From: Mats Petersson <mats.petersson@citrix.com>
To: Ian Campbell <Ian.Campbell@citrix.com>
Cc: "xen-devel@lists.xensource.com" <xen-devel@lists.xensource.com>,
"mats@planetcatfish.com" <mats@planetcatfish.com>,
Andres Lagar-Cavilla <andres@lagarcavilla.org>,
"JBeulich@suse.com" <JBeulich@suse.com>,
"konrad@darnok.org" <konrad@darnok.org>,
David Vrabel <david.vrabel@citrix.com>
Subject: Re: [PATCH V5] xen/privcmd.c: improve performance of MMAPBATCH_V2.
Date: Thu, 20 Dec 2012 11:00:30 +0000 [thread overview]
Message-ID: <50D2EFCE.8070706@citrix.com> (raw)
In-Reply-To: <1356000020.26722.39.camel@zakaz.uk.xensource.com>
On 20/12/12 10:40, Ian Campbell wrote:
> I've added Andres since I think this accumulation of ENOENT in err_ptr
> is a paging related thing, or at least I think he understands this
> code ;-)
>
>> @@ -89,37 +89,112 @@ static int remap_pte_fn(pte_t *ptep, pgtable_t token, unsigned long addr,
>> struct page *page = info->pages[info->index++];
>> unsigned long pfn = page_to_pfn(page);
>> pte_t pte = pfn_pte(pfn, info->prot);
>> -
>> - if (map_foreign_page(pfn, info->fgmfn, info->domid))
>> - return -EFAULT;
>> + int err;
>> + // TODO: We should really batch these updates.

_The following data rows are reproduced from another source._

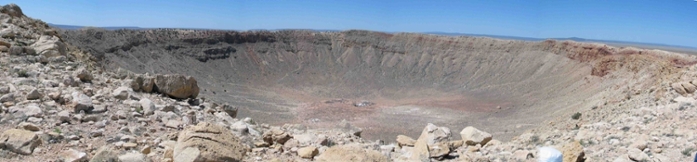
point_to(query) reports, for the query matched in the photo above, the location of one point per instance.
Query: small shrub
(688, 151)
(535, 139)
(576, 116)
(22, 73)
(625, 129)
(139, 109)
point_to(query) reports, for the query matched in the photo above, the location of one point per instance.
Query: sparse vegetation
(139, 109)
(688, 151)
(22, 73)
(625, 128)
(576, 116)
(586, 143)
(535, 139)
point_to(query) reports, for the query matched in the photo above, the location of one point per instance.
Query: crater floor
(316, 78)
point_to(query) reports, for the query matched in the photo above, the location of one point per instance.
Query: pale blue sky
(653, 21)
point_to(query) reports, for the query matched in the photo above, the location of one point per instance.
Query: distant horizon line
(577, 39)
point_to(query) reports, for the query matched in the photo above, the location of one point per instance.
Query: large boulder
(474, 136)
(275, 135)
(350, 153)
(403, 140)
(573, 152)
(12, 10)
(34, 95)
(105, 154)
(19, 141)
(81, 102)
(148, 106)
(72, 155)
(177, 86)
(431, 143)
(84, 75)
(208, 142)
(308, 152)
(49, 46)
(121, 93)
(148, 84)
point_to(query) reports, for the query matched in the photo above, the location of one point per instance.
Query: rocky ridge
(57, 106)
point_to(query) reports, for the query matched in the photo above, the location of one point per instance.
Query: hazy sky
(655, 21)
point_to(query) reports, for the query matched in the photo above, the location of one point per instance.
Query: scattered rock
(231, 111)
(276, 135)
(350, 129)
(105, 154)
(84, 75)
(129, 145)
(81, 102)
(474, 136)
(120, 93)
(145, 150)
(19, 141)
(132, 157)
(177, 86)
(16, 50)
(7, 97)
(64, 116)
(148, 84)
(34, 95)
(147, 106)
(72, 155)
(678, 88)
(308, 152)
(573, 152)
(33, 111)
(29, 126)
(403, 140)
(689, 88)
(637, 155)
(350, 153)
(208, 142)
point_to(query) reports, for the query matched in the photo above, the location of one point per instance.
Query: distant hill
(75, 27)
(675, 48)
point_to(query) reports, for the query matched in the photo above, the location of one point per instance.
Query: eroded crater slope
(317, 78)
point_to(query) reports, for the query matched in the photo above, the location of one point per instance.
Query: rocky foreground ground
(58, 106)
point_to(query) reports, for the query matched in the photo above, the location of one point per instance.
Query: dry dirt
(500, 86)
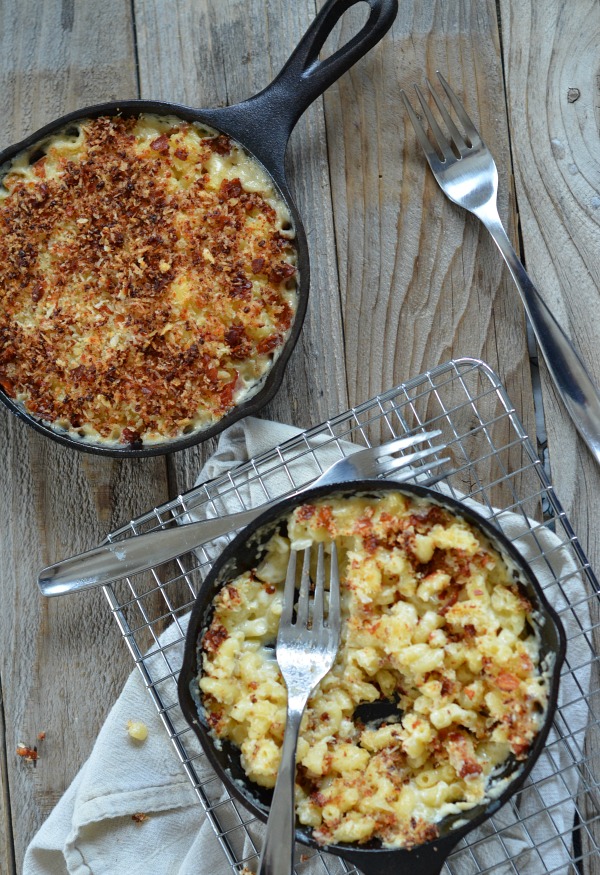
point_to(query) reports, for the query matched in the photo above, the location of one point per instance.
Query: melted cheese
(147, 276)
(434, 621)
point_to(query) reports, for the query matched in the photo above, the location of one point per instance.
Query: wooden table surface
(401, 280)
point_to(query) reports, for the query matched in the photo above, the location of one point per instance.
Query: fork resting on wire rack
(305, 651)
(467, 174)
(112, 561)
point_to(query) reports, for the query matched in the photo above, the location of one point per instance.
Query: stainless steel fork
(112, 561)
(306, 650)
(467, 174)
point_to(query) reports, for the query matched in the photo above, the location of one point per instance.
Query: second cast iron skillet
(371, 858)
(262, 125)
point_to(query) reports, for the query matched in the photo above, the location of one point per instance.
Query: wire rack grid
(553, 825)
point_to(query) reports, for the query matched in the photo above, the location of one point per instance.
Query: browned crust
(111, 230)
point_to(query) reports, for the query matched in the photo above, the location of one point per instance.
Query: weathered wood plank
(421, 280)
(230, 51)
(62, 664)
(553, 94)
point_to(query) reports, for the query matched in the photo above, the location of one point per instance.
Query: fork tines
(462, 144)
(317, 619)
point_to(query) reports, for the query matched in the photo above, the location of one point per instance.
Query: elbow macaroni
(147, 278)
(433, 621)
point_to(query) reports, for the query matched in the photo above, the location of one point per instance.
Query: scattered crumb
(137, 730)
(29, 754)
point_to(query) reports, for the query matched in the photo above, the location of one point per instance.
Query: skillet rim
(272, 380)
(435, 851)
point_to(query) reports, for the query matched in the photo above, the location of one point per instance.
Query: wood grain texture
(421, 280)
(553, 92)
(231, 51)
(551, 56)
(401, 280)
(62, 663)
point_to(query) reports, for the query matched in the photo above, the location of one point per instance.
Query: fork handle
(111, 561)
(568, 371)
(278, 850)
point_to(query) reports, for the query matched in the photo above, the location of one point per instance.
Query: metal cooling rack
(553, 825)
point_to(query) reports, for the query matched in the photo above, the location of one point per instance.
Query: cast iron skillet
(371, 858)
(262, 125)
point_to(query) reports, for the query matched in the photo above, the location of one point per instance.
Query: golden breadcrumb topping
(439, 645)
(147, 278)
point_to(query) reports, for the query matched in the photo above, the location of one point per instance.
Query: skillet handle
(264, 122)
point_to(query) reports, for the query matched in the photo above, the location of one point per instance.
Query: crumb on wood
(27, 754)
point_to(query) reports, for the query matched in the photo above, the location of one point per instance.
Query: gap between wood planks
(6, 826)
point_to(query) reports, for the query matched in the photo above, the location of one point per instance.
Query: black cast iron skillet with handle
(372, 858)
(262, 126)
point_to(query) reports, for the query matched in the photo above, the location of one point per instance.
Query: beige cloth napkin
(92, 831)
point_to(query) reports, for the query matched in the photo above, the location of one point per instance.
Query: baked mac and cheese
(434, 623)
(147, 278)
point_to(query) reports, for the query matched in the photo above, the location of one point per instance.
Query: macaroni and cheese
(435, 624)
(147, 279)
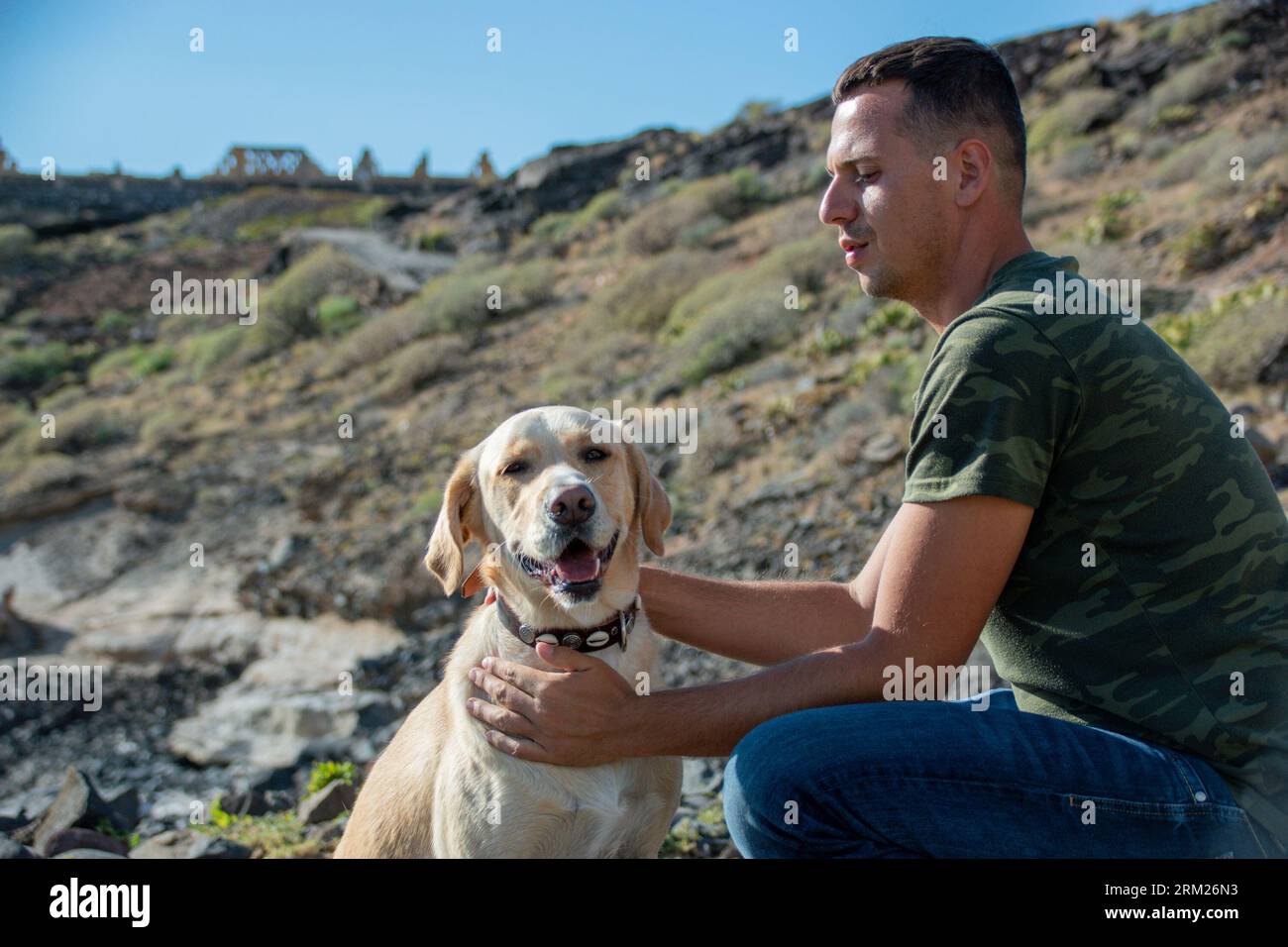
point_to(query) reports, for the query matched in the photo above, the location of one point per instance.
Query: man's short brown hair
(956, 85)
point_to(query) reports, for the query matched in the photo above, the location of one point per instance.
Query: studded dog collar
(584, 639)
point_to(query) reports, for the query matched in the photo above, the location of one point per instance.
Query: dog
(562, 510)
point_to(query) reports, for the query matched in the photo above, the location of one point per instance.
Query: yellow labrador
(561, 509)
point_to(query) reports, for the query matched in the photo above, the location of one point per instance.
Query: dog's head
(563, 505)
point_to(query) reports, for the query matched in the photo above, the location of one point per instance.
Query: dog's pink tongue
(578, 565)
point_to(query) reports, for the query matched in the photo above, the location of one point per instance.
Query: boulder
(78, 805)
(188, 843)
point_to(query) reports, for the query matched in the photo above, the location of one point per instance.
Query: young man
(1073, 492)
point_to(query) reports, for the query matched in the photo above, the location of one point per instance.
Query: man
(1073, 492)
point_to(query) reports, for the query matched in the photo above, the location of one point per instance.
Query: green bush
(452, 303)
(133, 363)
(85, 427)
(338, 315)
(683, 206)
(1232, 341)
(1203, 248)
(644, 295)
(1192, 84)
(207, 351)
(325, 774)
(741, 329)
(114, 322)
(29, 368)
(415, 367)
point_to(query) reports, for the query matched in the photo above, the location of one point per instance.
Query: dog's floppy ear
(652, 506)
(459, 521)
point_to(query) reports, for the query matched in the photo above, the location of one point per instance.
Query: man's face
(893, 215)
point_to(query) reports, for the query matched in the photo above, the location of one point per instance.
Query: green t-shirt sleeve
(995, 408)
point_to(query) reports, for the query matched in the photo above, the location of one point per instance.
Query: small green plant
(1203, 248)
(890, 317)
(1111, 218)
(338, 315)
(327, 772)
(429, 501)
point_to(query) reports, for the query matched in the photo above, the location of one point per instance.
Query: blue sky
(98, 81)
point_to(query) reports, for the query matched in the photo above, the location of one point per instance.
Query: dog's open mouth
(578, 570)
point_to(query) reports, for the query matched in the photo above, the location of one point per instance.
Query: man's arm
(761, 622)
(941, 574)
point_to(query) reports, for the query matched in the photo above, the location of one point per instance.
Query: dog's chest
(599, 812)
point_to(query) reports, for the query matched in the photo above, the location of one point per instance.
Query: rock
(89, 853)
(326, 804)
(12, 823)
(700, 779)
(881, 449)
(267, 731)
(17, 634)
(155, 493)
(188, 843)
(78, 805)
(1266, 450)
(252, 802)
(12, 849)
(72, 839)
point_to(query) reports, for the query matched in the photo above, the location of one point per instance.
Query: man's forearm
(709, 719)
(760, 622)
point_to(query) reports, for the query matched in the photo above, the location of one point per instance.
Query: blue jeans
(939, 780)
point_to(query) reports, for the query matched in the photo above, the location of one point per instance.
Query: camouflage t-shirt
(1150, 595)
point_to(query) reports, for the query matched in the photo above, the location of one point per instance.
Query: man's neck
(969, 275)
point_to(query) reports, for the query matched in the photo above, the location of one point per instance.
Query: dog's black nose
(571, 506)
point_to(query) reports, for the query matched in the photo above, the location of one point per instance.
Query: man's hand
(936, 575)
(578, 715)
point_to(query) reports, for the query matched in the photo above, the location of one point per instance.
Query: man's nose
(835, 208)
(571, 505)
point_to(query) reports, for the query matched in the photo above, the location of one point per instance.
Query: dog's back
(442, 791)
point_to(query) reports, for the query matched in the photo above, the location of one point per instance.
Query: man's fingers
(500, 718)
(522, 748)
(503, 693)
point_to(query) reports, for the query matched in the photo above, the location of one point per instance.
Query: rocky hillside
(202, 527)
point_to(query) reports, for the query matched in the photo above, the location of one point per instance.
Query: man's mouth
(578, 569)
(854, 250)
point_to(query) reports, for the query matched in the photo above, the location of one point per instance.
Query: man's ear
(652, 506)
(459, 521)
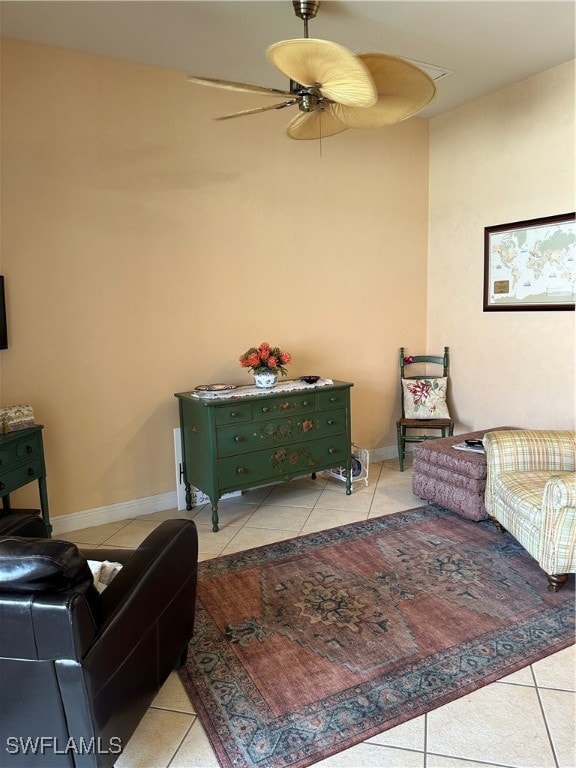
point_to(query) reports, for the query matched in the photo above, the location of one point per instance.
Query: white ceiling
(487, 44)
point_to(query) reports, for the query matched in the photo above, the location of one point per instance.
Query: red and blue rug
(306, 647)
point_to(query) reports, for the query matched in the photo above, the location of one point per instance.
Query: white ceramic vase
(265, 379)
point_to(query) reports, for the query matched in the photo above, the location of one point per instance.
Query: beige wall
(503, 158)
(145, 247)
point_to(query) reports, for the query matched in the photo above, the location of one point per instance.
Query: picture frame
(531, 265)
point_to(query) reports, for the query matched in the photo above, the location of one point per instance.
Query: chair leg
(401, 445)
(556, 581)
(497, 524)
(181, 663)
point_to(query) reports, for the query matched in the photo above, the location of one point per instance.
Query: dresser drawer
(233, 413)
(244, 438)
(288, 404)
(5, 459)
(282, 462)
(20, 475)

>> + err = map_foreign_page(pfn, *info->fgmfn, info->domid);
>> + *info->err_ptr++ = err;
>> set_pte_at(info->vma->vm_mm, addr, ptep, pte);
>> + info->fgmfn++;
>>
>> - return 0;
>> + return err;
> This will cause apply_to_page_range to stop walking and return an error.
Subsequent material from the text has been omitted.